If you want IsoAnnotLite to perform positional transfer of functional features, you will also need to provide a pre-annotated tappAS GFF3 file via the --gff3
argument. By doing this, functional feature information will be added to your long read-defined transcriptome, unlocking tappAS functional and feature-level analyses. You can find all functional annotation files available for tappAS here.

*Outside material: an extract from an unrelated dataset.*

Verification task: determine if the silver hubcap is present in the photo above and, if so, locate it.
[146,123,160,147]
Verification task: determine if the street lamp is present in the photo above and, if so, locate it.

Note that, if no pre-annotated tappAS GFF3 file is provided (e.g. because there is no file available for your species), IsoAnnotLite will only perform structural information transfer, but a tappAS-like GFF3 file containing this structural information will still be generated. Therefore, in this case, users will still be able to load their data into tappAS for isoform-level expression analyses.
- The
-t
(--cpus
) parameter designates the number of CPUs used by the aligners for long and short reads. If your have supplied your transcriptome a GTF file and you do not provide short-read FASTA/FASTQ files, the-t
option has no effect. - The
-n
(--chunks
) parameter divides the input transcriptome (GTF or FASTA/FASTQ) into chunks and runs SQANTI3 in parallel for each fragment, then combining the results into one classification and junctions file.
Note that both of this parameters can be combined, for instance, if you have set -t 30 -n 10
, then each chunk will get (30/10=3) CPUs.